In the half plane $\sigma$=Re(s) > 1 , one can find bounds for the Riemann zeta function $\zeta$(s) using either its convergent series or product formula.$\,$ From the Dirichlet series we get the upper bound $\qquad$ $\;$ $\;$ $\vert$ $\zeta$($\sigma$ + it) $\vert$ $\le$ $\zeta$($\sigma$)$\;$ and from the Euler product we get the lower bound $\vert$ $\zeta$ ( $\sigma$ + it ) $\vert$ $\ge$ $\,$$\zeta$(2$\sigma$)/$\zeta$($\sigma$). In addition, the positivity of the coefficients implies that for real s > 1,$\,$ $\zeta$(s) is monotonically decreasing from $\zeta$(1) = $\infty$$\,$ to$\,$ $\zeta$($\infty$) = 1 .

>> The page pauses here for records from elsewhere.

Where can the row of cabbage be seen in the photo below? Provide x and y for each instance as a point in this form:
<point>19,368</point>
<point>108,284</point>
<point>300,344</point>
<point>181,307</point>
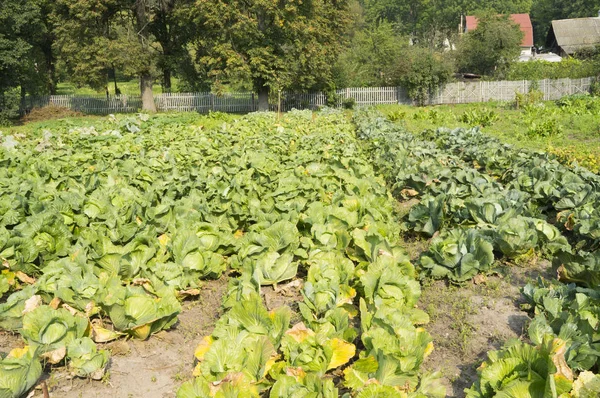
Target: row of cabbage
<point>105,228</point>
<point>480,201</point>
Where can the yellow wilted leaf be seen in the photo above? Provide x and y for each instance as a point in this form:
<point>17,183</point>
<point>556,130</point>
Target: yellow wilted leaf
<point>300,332</point>
<point>559,348</point>
<point>297,373</point>
<point>103,335</point>
<point>203,347</point>
<point>197,371</point>
<point>342,352</point>
<point>270,363</point>
<point>141,332</point>
<point>163,239</point>
<point>55,356</point>
<point>428,349</point>
<point>18,352</point>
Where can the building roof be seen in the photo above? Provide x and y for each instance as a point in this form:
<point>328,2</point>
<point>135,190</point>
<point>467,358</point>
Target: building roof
<point>522,20</point>
<point>572,35</point>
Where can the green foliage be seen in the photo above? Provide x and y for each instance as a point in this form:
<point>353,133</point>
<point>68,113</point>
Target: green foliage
<point>579,104</point>
<point>10,101</point>
<point>349,103</point>
<point>479,117</point>
<point>491,47</point>
<point>271,45</point>
<point>568,68</point>
<point>528,100</point>
<point>522,370</point>
<point>458,255</point>
<point>545,128</point>
<point>422,72</point>
<point>19,372</point>
<point>570,313</point>
<point>370,58</point>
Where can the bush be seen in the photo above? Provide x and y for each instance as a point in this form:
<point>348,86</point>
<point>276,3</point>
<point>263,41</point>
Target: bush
<point>421,72</point>
<point>544,128</point>
<point>538,70</point>
<point>491,48</point>
<point>475,117</point>
<point>50,112</point>
<point>349,103</point>
<point>595,88</point>
<point>579,105</point>
<point>395,115</point>
<point>10,101</point>
<point>533,97</point>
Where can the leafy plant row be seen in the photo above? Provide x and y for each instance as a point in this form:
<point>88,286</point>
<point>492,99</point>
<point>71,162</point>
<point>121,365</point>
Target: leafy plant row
<point>471,214</point>
<point>106,228</point>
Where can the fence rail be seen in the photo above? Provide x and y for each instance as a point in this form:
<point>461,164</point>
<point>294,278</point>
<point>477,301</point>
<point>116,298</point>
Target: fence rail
<point>243,102</point>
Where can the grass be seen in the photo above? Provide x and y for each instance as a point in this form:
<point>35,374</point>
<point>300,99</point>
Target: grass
<point>129,87</point>
<point>578,138</point>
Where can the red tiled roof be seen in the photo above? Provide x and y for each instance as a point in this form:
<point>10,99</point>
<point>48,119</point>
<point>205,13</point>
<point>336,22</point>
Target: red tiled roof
<point>520,19</point>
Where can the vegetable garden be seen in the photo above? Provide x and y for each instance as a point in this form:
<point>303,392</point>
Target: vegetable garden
<point>106,228</point>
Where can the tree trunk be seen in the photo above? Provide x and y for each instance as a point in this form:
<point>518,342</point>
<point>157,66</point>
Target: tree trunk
<point>146,79</point>
<point>117,91</point>
<point>147,96</point>
<point>166,80</point>
<point>263,96</point>
<point>50,66</point>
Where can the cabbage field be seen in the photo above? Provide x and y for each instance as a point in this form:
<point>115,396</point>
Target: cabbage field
<point>109,227</point>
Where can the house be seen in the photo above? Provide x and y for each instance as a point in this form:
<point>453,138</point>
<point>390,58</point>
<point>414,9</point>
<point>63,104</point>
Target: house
<point>522,20</point>
<point>569,36</point>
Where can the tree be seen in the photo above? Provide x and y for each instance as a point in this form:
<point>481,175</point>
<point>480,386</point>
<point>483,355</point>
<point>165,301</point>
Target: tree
<point>135,36</point>
<point>22,66</point>
<point>422,71</point>
<point>371,58</point>
<point>545,11</point>
<point>270,43</point>
<point>431,22</point>
<point>489,49</point>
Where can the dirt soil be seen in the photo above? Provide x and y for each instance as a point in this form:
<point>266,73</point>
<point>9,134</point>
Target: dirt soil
<point>154,368</point>
<point>471,319</point>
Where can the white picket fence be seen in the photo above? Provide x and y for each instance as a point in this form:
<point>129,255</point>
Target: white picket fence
<point>242,102</point>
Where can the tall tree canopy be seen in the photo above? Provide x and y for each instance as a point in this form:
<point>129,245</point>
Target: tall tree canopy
<point>545,11</point>
<point>270,43</point>
<point>430,22</point>
<point>24,35</point>
<point>138,37</point>
<point>489,49</point>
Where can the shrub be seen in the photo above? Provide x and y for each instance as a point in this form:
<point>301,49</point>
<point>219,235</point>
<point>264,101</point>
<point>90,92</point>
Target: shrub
<point>475,117</point>
<point>534,96</point>
<point>538,70</point>
<point>349,103</point>
<point>9,106</point>
<point>421,72</point>
<point>396,115</point>
<point>50,112</point>
<point>544,128</point>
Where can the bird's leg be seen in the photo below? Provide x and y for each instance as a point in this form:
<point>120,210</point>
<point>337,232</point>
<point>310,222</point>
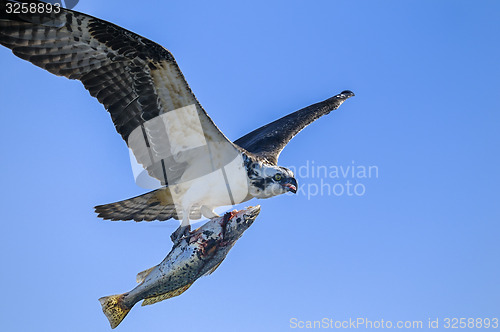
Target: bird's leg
<point>183,230</point>
<point>208,212</point>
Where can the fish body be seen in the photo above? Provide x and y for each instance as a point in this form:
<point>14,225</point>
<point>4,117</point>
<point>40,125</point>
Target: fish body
<point>193,256</point>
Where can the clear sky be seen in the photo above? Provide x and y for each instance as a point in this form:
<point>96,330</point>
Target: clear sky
<point>418,240</point>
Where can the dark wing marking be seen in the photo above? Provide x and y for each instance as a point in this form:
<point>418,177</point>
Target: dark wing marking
<point>134,78</point>
<point>268,141</point>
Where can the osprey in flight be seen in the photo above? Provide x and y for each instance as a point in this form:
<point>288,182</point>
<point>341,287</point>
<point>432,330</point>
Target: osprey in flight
<point>158,116</point>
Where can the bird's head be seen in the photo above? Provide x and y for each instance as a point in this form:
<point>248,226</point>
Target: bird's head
<point>269,180</point>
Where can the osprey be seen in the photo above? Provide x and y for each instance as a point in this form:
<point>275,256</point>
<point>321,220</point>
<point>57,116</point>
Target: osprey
<point>156,113</point>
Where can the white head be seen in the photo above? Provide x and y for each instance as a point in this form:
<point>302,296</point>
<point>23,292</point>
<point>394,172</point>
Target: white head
<point>269,180</point>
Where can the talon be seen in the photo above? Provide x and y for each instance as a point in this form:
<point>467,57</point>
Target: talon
<point>182,231</point>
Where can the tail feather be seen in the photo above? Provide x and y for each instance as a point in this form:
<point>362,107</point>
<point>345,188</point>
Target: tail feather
<point>155,205</point>
<point>113,308</point>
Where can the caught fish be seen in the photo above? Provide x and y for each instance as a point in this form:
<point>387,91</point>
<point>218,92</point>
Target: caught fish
<point>193,256</point>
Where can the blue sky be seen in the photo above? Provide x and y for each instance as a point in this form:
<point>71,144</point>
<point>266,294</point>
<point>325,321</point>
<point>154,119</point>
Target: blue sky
<point>421,242</point>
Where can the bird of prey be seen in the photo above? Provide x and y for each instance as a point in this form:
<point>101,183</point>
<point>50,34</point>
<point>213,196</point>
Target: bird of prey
<point>156,113</point>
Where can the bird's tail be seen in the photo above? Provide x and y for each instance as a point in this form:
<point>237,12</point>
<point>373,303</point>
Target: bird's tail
<point>114,309</point>
<point>155,205</point>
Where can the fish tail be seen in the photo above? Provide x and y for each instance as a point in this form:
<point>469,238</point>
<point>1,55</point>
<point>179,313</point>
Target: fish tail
<point>114,309</point>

Turning to Dirichlet L-functions L(s,$\chi$)$\;$ [$\chi$ is a real character throughout], $\;$ we still have the series and product expansions for $\sigma$>1, but lose the positivity on the coefficients.$\;$ Following the same reasoning as above leads to hybrid bounds for L in terms of $\zeta$, viz. $\;$$\zeta$(2$\sigma$)/$\zeta$($\sigma$)$\le$$\vert$L($\sigma$+it,$\chi$)$\vert$ $\le$$\zeta$($\sigma$), but apparently not to L in terms of itself. Is this the best one can do?

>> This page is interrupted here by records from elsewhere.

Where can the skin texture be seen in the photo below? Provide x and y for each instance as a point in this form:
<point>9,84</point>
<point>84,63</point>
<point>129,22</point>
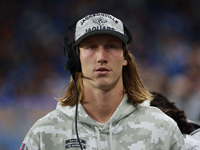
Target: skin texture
<point>102,61</point>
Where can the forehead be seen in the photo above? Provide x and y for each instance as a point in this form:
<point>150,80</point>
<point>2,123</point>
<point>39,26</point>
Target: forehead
<point>101,38</point>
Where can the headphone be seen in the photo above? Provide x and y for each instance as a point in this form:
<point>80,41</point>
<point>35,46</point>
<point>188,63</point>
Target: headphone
<point>72,60</point>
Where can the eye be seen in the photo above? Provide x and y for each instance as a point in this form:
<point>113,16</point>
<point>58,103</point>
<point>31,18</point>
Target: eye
<point>111,46</point>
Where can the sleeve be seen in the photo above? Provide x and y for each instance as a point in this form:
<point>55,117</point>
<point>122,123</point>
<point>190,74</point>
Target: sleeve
<point>177,140</point>
<point>31,140</point>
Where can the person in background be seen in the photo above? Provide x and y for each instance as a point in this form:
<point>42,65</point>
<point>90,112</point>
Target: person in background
<point>191,131</point>
<point>109,93</point>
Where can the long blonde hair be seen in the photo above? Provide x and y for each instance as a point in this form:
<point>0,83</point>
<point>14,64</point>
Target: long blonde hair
<point>136,91</point>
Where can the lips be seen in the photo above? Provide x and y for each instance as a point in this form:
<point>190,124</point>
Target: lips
<point>102,70</point>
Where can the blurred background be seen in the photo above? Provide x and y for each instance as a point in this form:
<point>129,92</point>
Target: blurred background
<point>166,48</point>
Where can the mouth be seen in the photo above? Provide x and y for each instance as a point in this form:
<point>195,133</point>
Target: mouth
<point>102,70</point>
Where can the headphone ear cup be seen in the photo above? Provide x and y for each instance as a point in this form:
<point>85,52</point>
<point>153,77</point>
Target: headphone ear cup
<point>76,57</point>
<point>128,34</point>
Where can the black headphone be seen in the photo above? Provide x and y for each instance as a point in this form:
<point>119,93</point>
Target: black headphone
<point>72,60</point>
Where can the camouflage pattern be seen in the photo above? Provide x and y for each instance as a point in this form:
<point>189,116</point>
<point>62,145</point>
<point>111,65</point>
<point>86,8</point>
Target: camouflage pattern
<point>129,128</point>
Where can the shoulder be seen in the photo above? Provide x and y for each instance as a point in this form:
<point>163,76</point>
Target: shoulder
<point>49,121</point>
<point>155,116</point>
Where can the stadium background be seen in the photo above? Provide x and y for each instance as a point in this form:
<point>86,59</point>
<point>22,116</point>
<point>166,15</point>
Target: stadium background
<point>166,47</point>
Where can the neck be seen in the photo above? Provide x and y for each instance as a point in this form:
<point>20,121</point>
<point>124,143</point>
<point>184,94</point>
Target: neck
<point>100,105</point>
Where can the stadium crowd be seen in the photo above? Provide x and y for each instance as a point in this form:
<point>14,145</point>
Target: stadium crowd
<point>166,47</point>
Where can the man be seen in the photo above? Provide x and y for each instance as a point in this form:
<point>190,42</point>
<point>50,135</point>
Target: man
<point>110,92</point>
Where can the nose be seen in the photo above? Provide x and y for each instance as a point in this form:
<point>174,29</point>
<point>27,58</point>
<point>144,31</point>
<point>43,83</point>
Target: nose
<point>102,55</point>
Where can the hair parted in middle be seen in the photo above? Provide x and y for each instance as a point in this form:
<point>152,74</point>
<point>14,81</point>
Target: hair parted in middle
<point>133,86</point>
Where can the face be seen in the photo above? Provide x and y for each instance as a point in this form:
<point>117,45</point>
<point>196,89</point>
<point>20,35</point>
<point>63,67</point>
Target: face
<point>102,60</point>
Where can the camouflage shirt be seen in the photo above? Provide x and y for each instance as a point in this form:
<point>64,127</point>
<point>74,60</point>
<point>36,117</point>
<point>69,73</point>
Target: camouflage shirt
<point>129,128</point>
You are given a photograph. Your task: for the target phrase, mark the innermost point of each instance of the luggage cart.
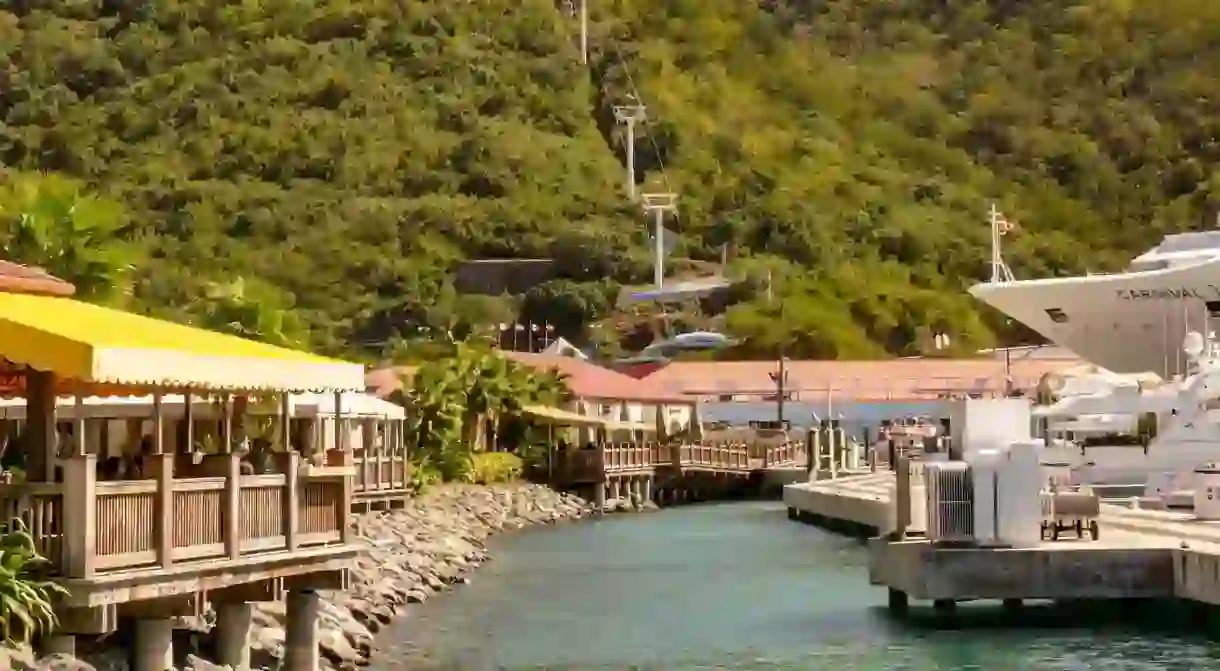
(1071, 509)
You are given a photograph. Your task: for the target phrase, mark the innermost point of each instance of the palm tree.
(25, 602)
(50, 222)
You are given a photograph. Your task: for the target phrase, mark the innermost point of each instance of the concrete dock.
(1141, 553)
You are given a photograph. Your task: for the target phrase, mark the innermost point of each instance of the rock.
(197, 664)
(110, 659)
(408, 556)
(62, 663)
(16, 656)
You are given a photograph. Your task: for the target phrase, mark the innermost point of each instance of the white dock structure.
(1140, 554)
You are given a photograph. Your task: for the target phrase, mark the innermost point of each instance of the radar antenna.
(1001, 227)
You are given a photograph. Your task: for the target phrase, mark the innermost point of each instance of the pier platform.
(1142, 553)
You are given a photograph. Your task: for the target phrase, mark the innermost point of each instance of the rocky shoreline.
(409, 555)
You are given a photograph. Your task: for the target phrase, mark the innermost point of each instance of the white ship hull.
(1127, 323)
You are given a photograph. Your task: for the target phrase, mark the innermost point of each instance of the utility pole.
(628, 115)
(656, 205)
(781, 376)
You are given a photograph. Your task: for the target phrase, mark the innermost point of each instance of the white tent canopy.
(300, 405)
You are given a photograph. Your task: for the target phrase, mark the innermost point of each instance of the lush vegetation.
(340, 156)
(25, 600)
(469, 404)
(497, 466)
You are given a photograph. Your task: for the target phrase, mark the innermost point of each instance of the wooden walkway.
(604, 461)
(644, 472)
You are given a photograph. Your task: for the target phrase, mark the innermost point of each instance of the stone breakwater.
(409, 555)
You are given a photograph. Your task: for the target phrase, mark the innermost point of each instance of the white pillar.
(154, 644)
(233, 635)
(300, 644)
(60, 643)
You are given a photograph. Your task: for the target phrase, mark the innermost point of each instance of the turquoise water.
(735, 586)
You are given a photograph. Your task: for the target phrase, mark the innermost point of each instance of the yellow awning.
(95, 344)
(556, 416)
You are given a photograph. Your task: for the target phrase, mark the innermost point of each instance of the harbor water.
(736, 587)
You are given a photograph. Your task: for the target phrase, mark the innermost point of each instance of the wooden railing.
(783, 455)
(40, 508)
(381, 472)
(382, 465)
(87, 527)
(628, 456)
(728, 456)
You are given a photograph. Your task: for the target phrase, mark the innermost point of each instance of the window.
(1057, 315)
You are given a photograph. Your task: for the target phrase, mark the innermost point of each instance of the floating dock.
(1141, 553)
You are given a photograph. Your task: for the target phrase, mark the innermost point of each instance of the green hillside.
(340, 156)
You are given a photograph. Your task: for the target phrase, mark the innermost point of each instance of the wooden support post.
(902, 498)
(233, 506)
(372, 458)
(162, 466)
(286, 438)
(78, 426)
(79, 515)
(188, 417)
(227, 425)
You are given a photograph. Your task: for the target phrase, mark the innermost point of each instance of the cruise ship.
(1129, 322)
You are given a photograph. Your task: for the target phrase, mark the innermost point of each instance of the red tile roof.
(383, 382)
(28, 279)
(591, 381)
(897, 380)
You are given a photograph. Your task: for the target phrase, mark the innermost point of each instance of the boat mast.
(999, 227)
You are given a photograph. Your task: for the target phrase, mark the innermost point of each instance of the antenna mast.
(630, 115)
(999, 227)
(658, 204)
(584, 32)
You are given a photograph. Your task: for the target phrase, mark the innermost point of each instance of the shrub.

Questions: (1) The particular case $\chi$$_4$ [the nontrivial character mod 4] has a simple structure which makes it useful as a test case.$\;$ [ $\chi$$_4$ takes the values (1,0,-1,0) at (1,2,3,4) ].$\;$ For example, an approximate calculation shows that $\vert$L(2+3i,$\chi$$_4$)$\vert$=1.1 > .91 =L(2,$\chi$$_4$). $\, $ Therefore, the naïve guess that $\vert$ L($\sigma$+it,$\chi$)$\vert$ $\le$L($\sigma$,$\chi$) is false in general.$\;$ Nevertheless, is it somehow possible to find bounds for$\;$$\; $ $\;$$\vert$L($\sigma$+it,$\chi$)$\vert$ purely in terms of L($\sigma$,$\chi$) and perhaps other L values on the real line?

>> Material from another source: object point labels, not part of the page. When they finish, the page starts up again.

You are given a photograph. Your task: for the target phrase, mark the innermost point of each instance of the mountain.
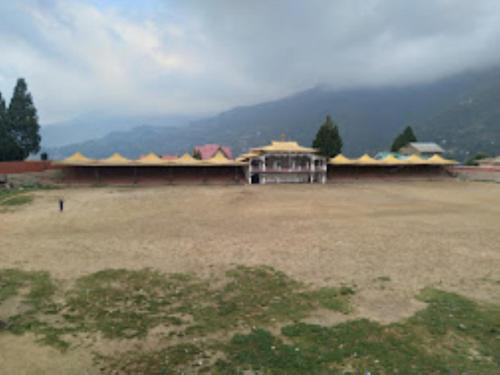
(96, 125)
(470, 125)
(369, 119)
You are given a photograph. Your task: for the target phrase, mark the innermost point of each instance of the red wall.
(12, 167)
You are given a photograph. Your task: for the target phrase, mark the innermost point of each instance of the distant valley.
(461, 112)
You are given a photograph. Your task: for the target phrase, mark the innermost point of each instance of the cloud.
(197, 57)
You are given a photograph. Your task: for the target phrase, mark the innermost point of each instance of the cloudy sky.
(200, 57)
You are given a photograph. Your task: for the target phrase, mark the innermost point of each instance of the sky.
(155, 57)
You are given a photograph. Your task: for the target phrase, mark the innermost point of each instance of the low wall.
(486, 173)
(14, 167)
(163, 175)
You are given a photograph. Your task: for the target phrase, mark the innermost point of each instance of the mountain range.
(461, 112)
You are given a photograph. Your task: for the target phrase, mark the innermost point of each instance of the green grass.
(453, 335)
(21, 195)
(226, 328)
(16, 200)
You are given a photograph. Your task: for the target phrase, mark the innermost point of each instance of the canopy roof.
(439, 160)
(246, 156)
(341, 160)
(151, 159)
(284, 147)
(416, 160)
(366, 159)
(426, 147)
(219, 158)
(116, 159)
(78, 158)
(392, 160)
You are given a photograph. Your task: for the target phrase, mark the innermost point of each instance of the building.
(279, 162)
(423, 149)
(284, 162)
(208, 151)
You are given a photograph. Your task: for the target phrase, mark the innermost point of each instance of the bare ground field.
(387, 239)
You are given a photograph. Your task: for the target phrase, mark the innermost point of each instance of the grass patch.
(125, 304)
(261, 296)
(453, 335)
(170, 360)
(16, 200)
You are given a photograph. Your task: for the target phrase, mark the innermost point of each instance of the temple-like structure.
(277, 163)
(284, 162)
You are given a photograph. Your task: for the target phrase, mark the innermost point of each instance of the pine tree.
(22, 122)
(7, 146)
(328, 140)
(407, 136)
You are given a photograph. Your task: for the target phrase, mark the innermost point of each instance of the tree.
(22, 123)
(328, 140)
(407, 136)
(8, 149)
(196, 154)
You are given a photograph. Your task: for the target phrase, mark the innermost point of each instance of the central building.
(284, 162)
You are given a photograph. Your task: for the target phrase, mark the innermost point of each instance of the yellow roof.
(186, 159)
(151, 159)
(77, 158)
(284, 146)
(116, 159)
(366, 160)
(341, 160)
(392, 160)
(439, 160)
(415, 159)
(246, 156)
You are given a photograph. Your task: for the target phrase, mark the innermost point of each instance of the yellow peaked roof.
(218, 158)
(391, 160)
(366, 160)
(439, 160)
(116, 158)
(283, 146)
(246, 156)
(77, 157)
(186, 159)
(415, 159)
(151, 159)
(341, 160)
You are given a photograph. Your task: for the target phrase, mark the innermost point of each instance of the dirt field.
(388, 239)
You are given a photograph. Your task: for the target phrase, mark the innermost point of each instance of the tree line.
(329, 142)
(19, 128)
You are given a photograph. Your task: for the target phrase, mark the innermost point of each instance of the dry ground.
(390, 239)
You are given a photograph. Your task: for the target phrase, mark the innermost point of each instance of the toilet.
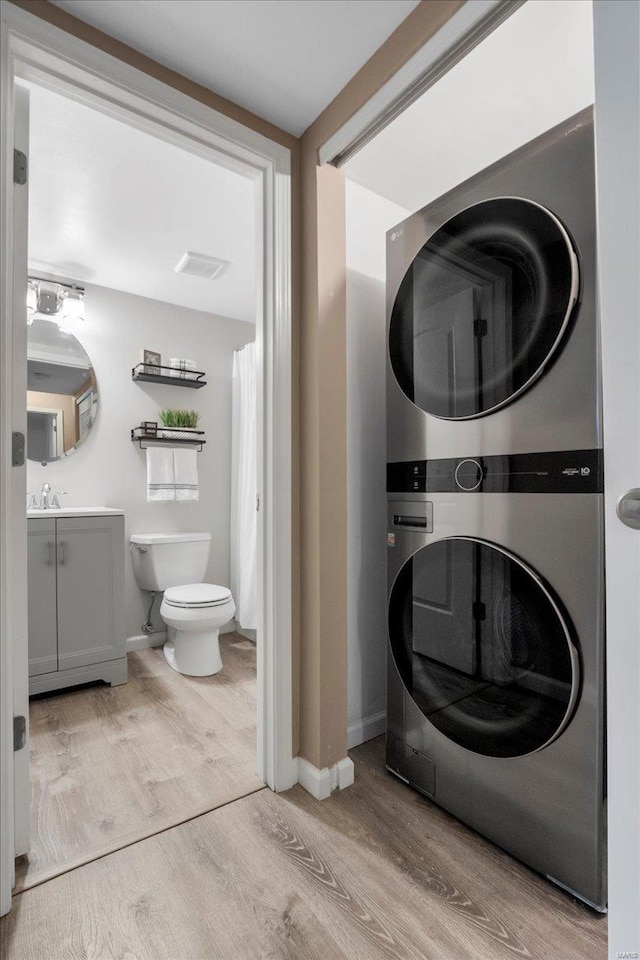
(192, 610)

(2) An alternating series argument shows that L'(s,$\chi$$_4$)>0 for s>1 and therefore that L(s,$\chi$ $_4$) increases on this interval. Now let $\chi$$_7$ be the character defined modulo 7 which takes the values (1,1,-1,1,-1,-1,0) at
(1,2,3,4,5,6,7). Note that L(1,$\chi$$_7$)>1. Is it true that
L'(s,$\chi$$_7$)<0 for s>1, i.e. that L is decreasing over s>1?
(3) What general results concerning concavity or monotonicity are available for L(s,$\chi$) when s>1?
Thanks
Let $$F(s) = \prod_p \frac{1}{1-e^{i \theta_p} p^{-s}},\qquad \Re(s) > 1, \theta_p \in \mathbb{R}$$ Then for every $a, \Re(a) > 1, \epsilon > 0$ you can find some $s, \Re(s) = \Re(a)$ such that $|F(s)-\zeta(a)| < \epsilon$, and conversely such that $|\zeta(s)-F(a)| < \epsilon$.
This is because $$p^{-s}=p^{-\sigma} e^{-i\, (t \log p\, \bmod 2\pi)}$$ and by definition of the primes, the $\log p$ are linearly independent over $\mathbb{Z}$.
Thus we can approximate $\prod_{p \le k} \frac{1}{1-e^{i \theta_p} p^{-a}}$ with an arbitrary precision, and by absolute convergence the tail $\prod_{p > k} \frac{1}{1-e^{i \theta_p} p^{-a}}$ can be made arbitrary close to $1$ for $k$ large enough.
This observation is the core of the proof of the universality of $\zeta(s)$ on $\Re(s) \in (1/2,1)$.